Я встал на защиту отечественной прокуратуры. Я сказал, что они пытаются упорядочить то, что невозможно упорядочить, и им не удается это упорядочить, и тогда они называют это по-другому или меняют ударение в привычных словах, показывая тем самым, что это слово совсем не то, а другое – не «возбуждено», а «возбуждено» – ударение на втором слоге вместо четвертого. Возбуждение неприлично. Момент-то серьезный, пафосный, решается судьба, а тут какое-то возбуждение, видишь ли. Поэтому и «данное преступление» – это не просто какое-то там преступление вообще, а это вот это, конкретное преступление. Это как артикль the в английском языке.
Все это попытки загнать русский язык в рамки ответственности. Тут пресекается смех, любые попытки веселости: «Дело возбуждено!» («Ах какое у нас дело! Ах как оно возбуждено-то! Ты гляди, как возбуждено-то!») – так что сразу пресечь, чтоб никакого подхихикивания или подхахакивания.
Да и пора, давно пора, вообще-то, относиться ко всему этому серьезно, то есть пора трепетать.
То бишь если «дело возбуждено», то человек должен быть «о-суж-ден» (ударение на втором слоге) – и никаких гвоздей. По-другому и быть не может.
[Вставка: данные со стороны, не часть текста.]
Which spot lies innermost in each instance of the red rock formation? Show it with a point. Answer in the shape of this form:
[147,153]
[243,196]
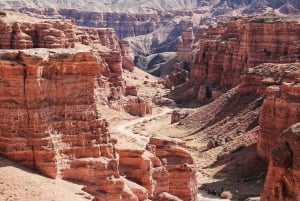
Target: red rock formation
[138,106]
[179,164]
[279,82]
[185,46]
[133,24]
[51,123]
[45,34]
[283,177]
[178,115]
[178,77]
[166,170]
[229,49]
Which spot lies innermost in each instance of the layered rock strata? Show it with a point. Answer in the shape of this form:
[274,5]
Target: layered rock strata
[166,167]
[283,178]
[46,34]
[228,49]
[51,122]
[279,83]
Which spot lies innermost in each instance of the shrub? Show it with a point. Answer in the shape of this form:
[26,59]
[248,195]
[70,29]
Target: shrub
[226,195]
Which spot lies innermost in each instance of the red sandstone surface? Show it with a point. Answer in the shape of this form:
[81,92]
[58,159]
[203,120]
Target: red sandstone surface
[53,92]
[56,90]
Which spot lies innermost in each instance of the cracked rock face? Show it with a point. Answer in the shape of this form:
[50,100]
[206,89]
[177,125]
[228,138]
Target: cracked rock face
[283,178]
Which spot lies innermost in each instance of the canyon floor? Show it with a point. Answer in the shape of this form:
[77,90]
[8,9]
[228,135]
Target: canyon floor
[239,172]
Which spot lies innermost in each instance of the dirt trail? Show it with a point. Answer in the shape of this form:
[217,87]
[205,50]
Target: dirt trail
[128,139]
[122,130]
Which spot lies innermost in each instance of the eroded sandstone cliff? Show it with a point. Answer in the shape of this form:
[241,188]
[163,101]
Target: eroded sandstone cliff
[51,100]
[283,178]
[229,49]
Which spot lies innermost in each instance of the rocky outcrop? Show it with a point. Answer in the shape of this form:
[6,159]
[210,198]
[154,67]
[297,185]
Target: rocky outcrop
[178,115]
[231,48]
[185,46]
[166,169]
[138,106]
[97,37]
[279,83]
[51,122]
[125,24]
[176,78]
[283,178]
[46,34]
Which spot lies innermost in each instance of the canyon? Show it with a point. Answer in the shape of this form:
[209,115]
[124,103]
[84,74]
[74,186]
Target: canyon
[151,27]
[76,109]
[56,81]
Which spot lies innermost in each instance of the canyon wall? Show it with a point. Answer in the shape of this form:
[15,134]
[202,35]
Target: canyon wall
[279,84]
[125,24]
[283,178]
[228,49]
[51,100]
[51,123]
[46,34]
[277,143]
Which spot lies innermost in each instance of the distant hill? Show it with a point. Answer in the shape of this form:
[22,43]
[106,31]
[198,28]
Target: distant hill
[146,6]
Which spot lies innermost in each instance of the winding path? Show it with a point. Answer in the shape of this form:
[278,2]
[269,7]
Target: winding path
[127,139]
[123,132]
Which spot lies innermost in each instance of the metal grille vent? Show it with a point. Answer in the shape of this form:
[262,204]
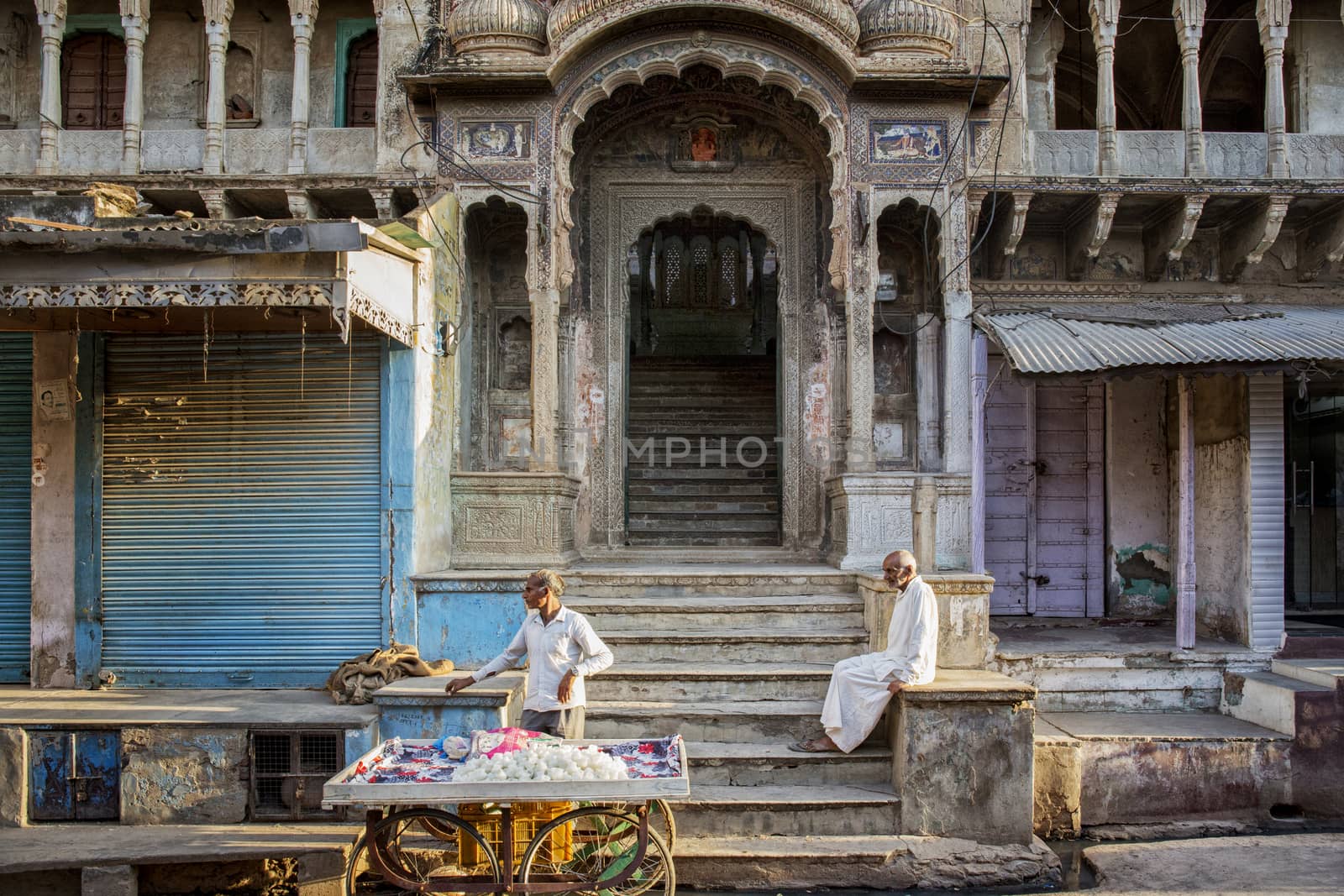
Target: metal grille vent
[288,773]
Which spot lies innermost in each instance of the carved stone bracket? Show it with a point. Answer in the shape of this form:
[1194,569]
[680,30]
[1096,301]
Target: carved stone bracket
[1320,242]
[1021,203]
[1169,231]
[1247,242]
[1092,224]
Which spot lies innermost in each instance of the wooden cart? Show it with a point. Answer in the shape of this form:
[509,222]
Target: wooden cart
[508,837]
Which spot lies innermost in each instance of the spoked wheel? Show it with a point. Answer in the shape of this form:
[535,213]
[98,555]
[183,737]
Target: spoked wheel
[418,852]
[604,846]
[660,820]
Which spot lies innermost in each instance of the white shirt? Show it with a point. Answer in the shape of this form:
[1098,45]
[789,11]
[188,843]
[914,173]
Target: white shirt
[568,642]
[911,652]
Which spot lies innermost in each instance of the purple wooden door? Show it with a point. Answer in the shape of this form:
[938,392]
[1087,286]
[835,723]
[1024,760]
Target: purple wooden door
[1043,497]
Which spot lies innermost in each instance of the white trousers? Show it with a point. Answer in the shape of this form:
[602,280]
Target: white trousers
[855,700]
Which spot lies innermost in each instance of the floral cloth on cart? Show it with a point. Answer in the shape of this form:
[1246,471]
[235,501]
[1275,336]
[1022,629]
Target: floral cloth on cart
[401,763]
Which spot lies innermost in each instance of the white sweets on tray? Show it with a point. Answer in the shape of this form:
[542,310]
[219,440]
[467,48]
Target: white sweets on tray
[523,779]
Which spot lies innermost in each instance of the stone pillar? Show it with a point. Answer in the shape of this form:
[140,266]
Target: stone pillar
[859,454]
[1189,29]
[51,19]
[1043,45]
[302,16]
[546,333]
[1273,22]
[1186,589]
[218,13]
[134,22]
[1105,16]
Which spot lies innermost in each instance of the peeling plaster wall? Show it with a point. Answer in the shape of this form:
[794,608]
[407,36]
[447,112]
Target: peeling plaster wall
[436,391]
[1139,562]
[54,527]
[1222,504]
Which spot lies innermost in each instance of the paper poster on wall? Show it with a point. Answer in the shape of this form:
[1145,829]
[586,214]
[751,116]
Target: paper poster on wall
[53,398]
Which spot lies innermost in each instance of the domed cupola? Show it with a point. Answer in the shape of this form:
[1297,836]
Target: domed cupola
[497,26]
[916,27]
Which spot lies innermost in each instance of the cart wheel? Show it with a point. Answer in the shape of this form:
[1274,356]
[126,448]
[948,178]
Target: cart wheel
[604,842]
[660,819]
[417,846]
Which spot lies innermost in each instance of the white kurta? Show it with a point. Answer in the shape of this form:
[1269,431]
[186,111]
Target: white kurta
[858,691]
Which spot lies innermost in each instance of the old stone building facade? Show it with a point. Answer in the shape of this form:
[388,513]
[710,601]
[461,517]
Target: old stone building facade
[711,304]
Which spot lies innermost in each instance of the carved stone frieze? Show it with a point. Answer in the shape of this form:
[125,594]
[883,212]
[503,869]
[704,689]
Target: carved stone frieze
[504,520]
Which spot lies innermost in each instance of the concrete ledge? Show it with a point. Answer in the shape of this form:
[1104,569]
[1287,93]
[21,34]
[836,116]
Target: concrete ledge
[877,862]
[55,846]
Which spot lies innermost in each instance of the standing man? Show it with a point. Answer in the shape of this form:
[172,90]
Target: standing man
[860,687]
[562,649]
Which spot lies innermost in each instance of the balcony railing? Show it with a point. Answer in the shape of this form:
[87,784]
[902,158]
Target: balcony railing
[262,150]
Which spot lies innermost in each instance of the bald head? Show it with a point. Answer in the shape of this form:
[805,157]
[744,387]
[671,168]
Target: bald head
[898,569]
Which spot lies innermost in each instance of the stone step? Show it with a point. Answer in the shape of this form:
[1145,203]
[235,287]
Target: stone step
[746,721]
[1323,673]
[1135,768]
[675,506]
[669,521]
[687,540]
[717,574]
[810,613]
[765,473]
[1270,700]
[716,810]
[685,683]
[756,765]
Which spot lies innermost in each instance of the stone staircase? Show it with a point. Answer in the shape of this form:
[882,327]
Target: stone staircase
[679,496]
[738,664]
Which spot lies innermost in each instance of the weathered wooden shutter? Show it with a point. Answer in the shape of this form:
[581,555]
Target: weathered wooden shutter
[93,82]
[15,504]
[362,82]
[241,513]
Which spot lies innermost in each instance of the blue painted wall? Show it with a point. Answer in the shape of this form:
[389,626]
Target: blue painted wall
[468,621]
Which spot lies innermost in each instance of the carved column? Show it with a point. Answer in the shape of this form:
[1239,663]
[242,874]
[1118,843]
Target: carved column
[1105,16]
[134,23]
[546,338]
[1273,22]
[956,342]
[1189,29]
[218,13]
[1186,587]
[859,345]
[302,16]
[51,19]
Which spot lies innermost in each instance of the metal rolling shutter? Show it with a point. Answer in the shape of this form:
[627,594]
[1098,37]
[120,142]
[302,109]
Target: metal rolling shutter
[241,537]
[1268,508]
[15,504]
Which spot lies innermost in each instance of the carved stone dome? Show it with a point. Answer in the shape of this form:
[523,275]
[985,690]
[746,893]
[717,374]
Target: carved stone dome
[570,15]
[918,27]
[497,26]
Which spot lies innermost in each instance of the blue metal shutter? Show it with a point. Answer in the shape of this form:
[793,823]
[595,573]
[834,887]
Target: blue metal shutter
[241,510]
[15,504]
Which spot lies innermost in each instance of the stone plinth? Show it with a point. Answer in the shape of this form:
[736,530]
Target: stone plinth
[964,638]
[875,513]
[963,750]
[418,708]
[514,519]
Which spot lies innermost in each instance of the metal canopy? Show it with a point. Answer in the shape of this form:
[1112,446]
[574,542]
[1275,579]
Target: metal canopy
[1089,338]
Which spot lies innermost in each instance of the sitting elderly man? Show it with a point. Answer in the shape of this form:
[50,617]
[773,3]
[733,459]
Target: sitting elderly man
[860,687]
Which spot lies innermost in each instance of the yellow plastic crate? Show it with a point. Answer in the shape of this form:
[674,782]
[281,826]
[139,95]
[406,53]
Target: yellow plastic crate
[528,819]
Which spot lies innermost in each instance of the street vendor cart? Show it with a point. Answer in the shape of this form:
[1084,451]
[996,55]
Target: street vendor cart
[427,833]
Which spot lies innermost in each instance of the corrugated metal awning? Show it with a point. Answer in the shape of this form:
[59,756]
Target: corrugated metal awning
[1090,338]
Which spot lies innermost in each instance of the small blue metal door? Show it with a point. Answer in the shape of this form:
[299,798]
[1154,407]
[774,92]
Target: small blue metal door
[15,504]
[74,775]
[241,510]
То есть перенос ударения – это судьба.
Чья-то, конечно.
Нужно же внести серьезность в абсолютно циничное дело – мы же преследуем вора не потому, что мы ненавидим его или само воровство; мы преследуем вора, потому что это наша профессия, нам за это деньги платят.
Цинизм профессии пытаются каким-то образом облагородить. То есть перестановкой ударения снимается возможность обдумывать суть действия – что же находится за этим словом.
Коля говорит, что жаргон на то и жаргон, что он тверже события, которого он касается. Жаргон – это зона соглашения.
* * *
Мне рассказали историю: наш вертолетоносец прибыл на Кубу с дружеским визитом.
Как только он ошвартовался, на корабль немедленно приехала уйма гостей (посол с работниками дипмиссии и дедушка Фидель собственной персоной). Команда корабля построилась на палубе для торжественной встречи, ну а потом речи, то да се, после чего все уезжают, прихватив с собой командира корабля и всех его помощников.
Старшим на корабле оставляют начхима, и при этом его предупреждают, что вечером приедут жены послов и дипработников, мол, поэтому не сильно напивайся, чтоб, значит, провести экскурсию, ну и там показать-рассказать.
Только все убыли, как начхим заскучал.
И скучал он ровно до того момента, пока не пришла ему на ум мысль чуточку хряпнуть – к вечеру-то все равно протрезвеем.
Но к вечеру он так и не протрезвел (жара плюс сорок), а потому встречал он делегацию жен уже в очень даже теплом состоянии, но языком, язва, еще владел.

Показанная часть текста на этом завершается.